1024mb = ~.98gb its fine.


----------



## Geoff

patrickv said:


> no your ram is in perfect shape, thats how windows reads the system memory, i have 1512MB and windows sees 1.50gb, odd, and if you have a 512mb windows will read it at 480 sometimes.
> correct me if am wrong but thats the way i see things


Thats because 1536MB is exactly 1.50GB.  1536/1024 = 1.50GB.  I'm assuming you meant 1024 + 512.

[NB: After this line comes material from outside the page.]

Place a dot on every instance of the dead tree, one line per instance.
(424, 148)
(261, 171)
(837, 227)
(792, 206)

The reason you have 0.98GB is most likely because you are using onboard video, which uses some of your RAM.


----------



## elitehacker

Yeah integrated graphics steals some of your system ram. But then I think there is something wrong with the counting system in XP, I have 1GB of ram and a 7900GT graphics card, and it shows 0.99GB of ram. Its all correct though in Vista Ultimate.


----------



## 2048Megabytes

I have an onboard video card that uses some of my system memory.  But it only uses about 66 megabytes.

There are video cards integrated with motherboards that use about 500 megabytes of Random Access Memory?  That is losing a large amount of memory to video.


----------



## elitehacker

Download CPU-Z and see what it says. Windows can't be trusted.


----------



## Geoff

2048Megabytes said:


> I have an onboard video card that uses some of my system memory.  But it only uses about 66 megabytes.
> 
> There are video cards integrated with motherboards that use about 500 megabytes of Random Access Memory?  That is losing a large amount of memory to video.

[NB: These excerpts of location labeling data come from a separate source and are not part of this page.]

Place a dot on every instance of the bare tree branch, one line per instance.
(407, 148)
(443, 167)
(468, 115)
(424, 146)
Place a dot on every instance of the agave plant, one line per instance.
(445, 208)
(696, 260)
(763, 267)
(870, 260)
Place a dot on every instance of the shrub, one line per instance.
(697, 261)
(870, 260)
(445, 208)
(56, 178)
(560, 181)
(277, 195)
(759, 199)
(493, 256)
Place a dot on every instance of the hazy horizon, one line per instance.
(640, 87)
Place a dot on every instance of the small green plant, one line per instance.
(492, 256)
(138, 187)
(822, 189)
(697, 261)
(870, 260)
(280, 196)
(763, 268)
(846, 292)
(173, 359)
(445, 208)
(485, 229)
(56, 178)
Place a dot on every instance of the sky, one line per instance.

Yours most likely uses 64MB of your system RAM, and they have integrated cards that can have up to 512MB shared.


----------



## tyttebøvs

there are some small memory holes in the lower region where ram is lost. If the isa hole is enabled, another meg is lost there


----------



## raoul_1101

[-0MEGA-];791824 said:
			
		

> Thats because 1536MB is exactly 1.50GB.  1536/1024 = 1.50GB.  I'm assuming you meant 1024 + 512.

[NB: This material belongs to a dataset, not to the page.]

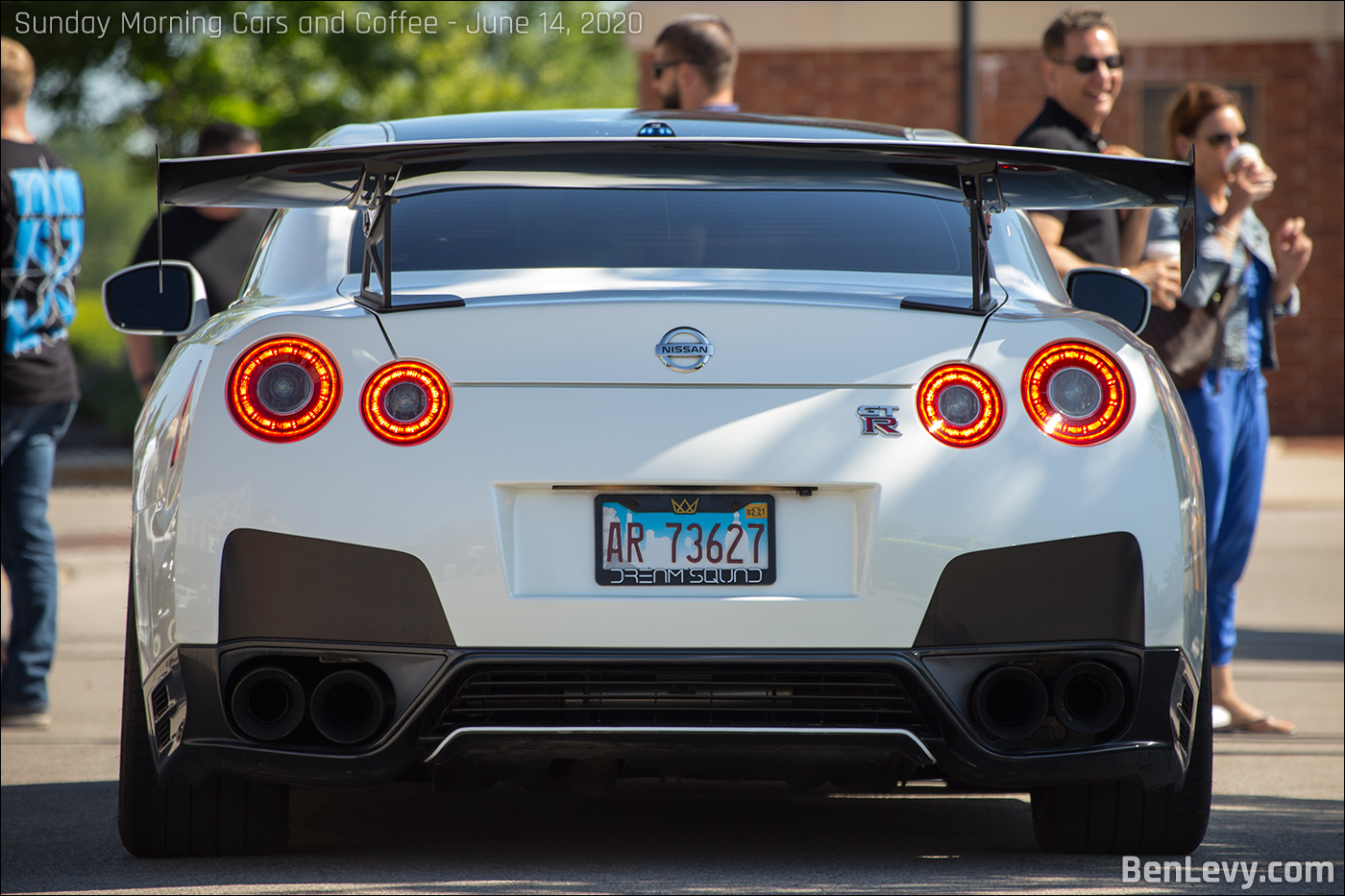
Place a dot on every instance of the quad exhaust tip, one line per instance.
(268, 702)
(1088, 697)
(1011, 702)
(349, 707)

A GB=1024 MB? i always thought it was a perfect 1000 MB


----------



## diduknowthat

raoul_1101 said:


> [-0MEGA-];791824 said:
> 
> 
> 
> 
> Thats because 1536MB is exactly 1.50GB.  1536/1024 = 1.50GB.  I'm assuming you meant 1024 + 512.
> 
> 
> 
> 
> A GB=1024 MB? i always thought it was a perfect 1000 MB
Click to expand...


Nope, that's only used for hard drive/DVD etc advertisements, since it looks better.


----------



## Geoff

diduknowthat said:


> Nope, that's only used for hard drive/DVD etc advertisements, since it looks better.



I never said that...


----------



## oscaryu1

[-0MEGA-];793040 said:
			
		

> I never said that...



I don't think he meant to quote you...


----------



## Geoff

oscaryu1 said:


> I don't think he meant to quote you...


After looking back I noticed that Raoul deleted part of my quote, so when he quoted him it actually quoted me.


----------



## Teckademic

so much quoting


----------



## dboy000

oh ok kool , i couldnt reply for a while coz my net was down for a couple of days.


----------



## Cromewell

The edits you see is me fixing the messed up quoting.

I think it's most likely onboard video taking ~20MB, I'm not sure if there are enough/large enough holes to explain it. But whatever the cause is and as others have said your RAM isn't faulty.


----------



## elitehacker

If you ram is faulty, you would know about it, because windows will most likely not run or crashes all the time.


----------